ただ、クラミジアに感染すると、片方の卵管だけに炎症を起こすわけではなく、子宮内膜など全体にダメージを残してしまうので、卵子が子宮の中まで到達できなかったり着床できなかったりして、運悪く子宮外妊娠を起こす頻度は高くなります。つまり、もともと片方の卵管で子宮外妊娠を起こした人は、残念ながら、もう片方でも起こす可能性は高くなってしまうのです。
ですから、残っている卵管が詰まるかどうかにかかわらず、こういった手術を受けて1年たっても妊娠しなければ、その先は体外受精に進むのが一般的になります。私も以前3回までは卵管を残す手術をしたケースがありますが、それぞれの卵管で子宮外妊娠を繰り返したので、両卵管を取らざるをえなくて、最終的には体外受精でした。

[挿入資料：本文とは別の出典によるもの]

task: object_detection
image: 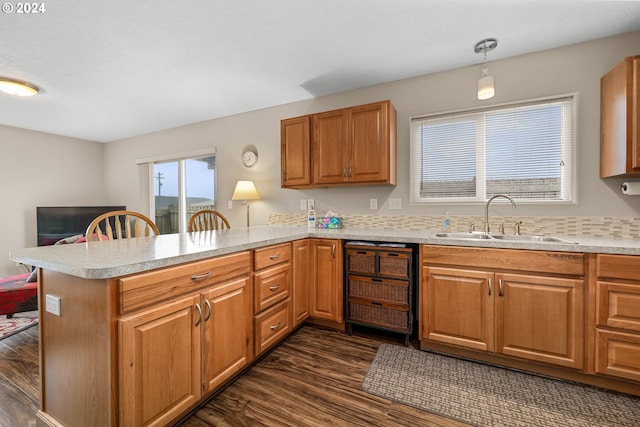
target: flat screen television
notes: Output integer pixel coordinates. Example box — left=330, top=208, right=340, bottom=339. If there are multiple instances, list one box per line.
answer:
left=36, top=206, right=126, bottom=246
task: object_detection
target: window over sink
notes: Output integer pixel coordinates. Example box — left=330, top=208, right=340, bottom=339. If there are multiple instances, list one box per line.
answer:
left=411, top=95, right=576, bottom=204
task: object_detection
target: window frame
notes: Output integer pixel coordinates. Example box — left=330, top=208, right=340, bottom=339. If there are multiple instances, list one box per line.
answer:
left=409, top=93, right=578, bottom=206
left=136, top=147, right=218, bottom=233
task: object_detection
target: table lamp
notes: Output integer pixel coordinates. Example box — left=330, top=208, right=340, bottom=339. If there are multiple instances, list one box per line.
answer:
left=231, top=181, right=260, bottom=228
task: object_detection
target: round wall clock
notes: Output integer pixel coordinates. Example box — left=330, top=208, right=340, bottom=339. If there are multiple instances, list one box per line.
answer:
left=242, top=151, right=258, bottom=168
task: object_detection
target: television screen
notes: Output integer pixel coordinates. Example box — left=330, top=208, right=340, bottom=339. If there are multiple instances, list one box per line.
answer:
left=36, top=206, right=126, bottom=246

下腹部の痛みや左側の痛みが増すというのは、どういうことでしょうか?


左側の卵管が詰まっているのだとしたら、卵管に水が溜まって炎症が起きる卵管水腫になっている可能性があります。そうなるとお腹の痛みもなかなか引かないと思いますので、薬物治療を行って、改善しなければ、卵管を取るしかありません。
また、卵管水腫があって体外受精をしても、卵管に貯留している液体が子宮内に逆流して、子宮内の環境を悪化させてしまうために着床しづらく、妊娠率は悪いというデータがあります。
チビマロさんはまだ年齢的には若いですが、体外受精も選択肢に入っているのであれば、まずは検査を受けられて、卵管水腫があるのならば左卵管も早めに切除して体外受精に進んだほうが、結果的にはいいのではないかと思います。





Doctor’s advice


●手術後1年たっても妊娠しなければ、体外受精に進むのが一般的。
●左卵管水腫の可能性も。痛みを解消するためにも早めの切除を。



 


お話を伺った先生のご紹介

生田 克夫 先生(いくたウィメンズクリニック)


名古屋市立大学医学部卒業。名古屋市立大学産科婦人科学教室助教授、名古屋市立大学看護学部教授などの経歴を重ねたが、不妊に悩む名古屋の方たちの役に立ちたいという思いで、教育者の立場を辞して独立。地元・名古屋の中心部、栄に開院し、1986年から体外受精の現場を歩いてきた経験と穏やかな人柄で、数多くの患者さんを妊娠に導く。もし長期旅行をするならスイスでアルプスを眺めたいという先生。「地質学が好きなので、雄大な山ができる現象を思い描くのが楽しい。そこで生きる人間のたくましさや、それを越える自然の偉大さを感じるのが面白いですね」。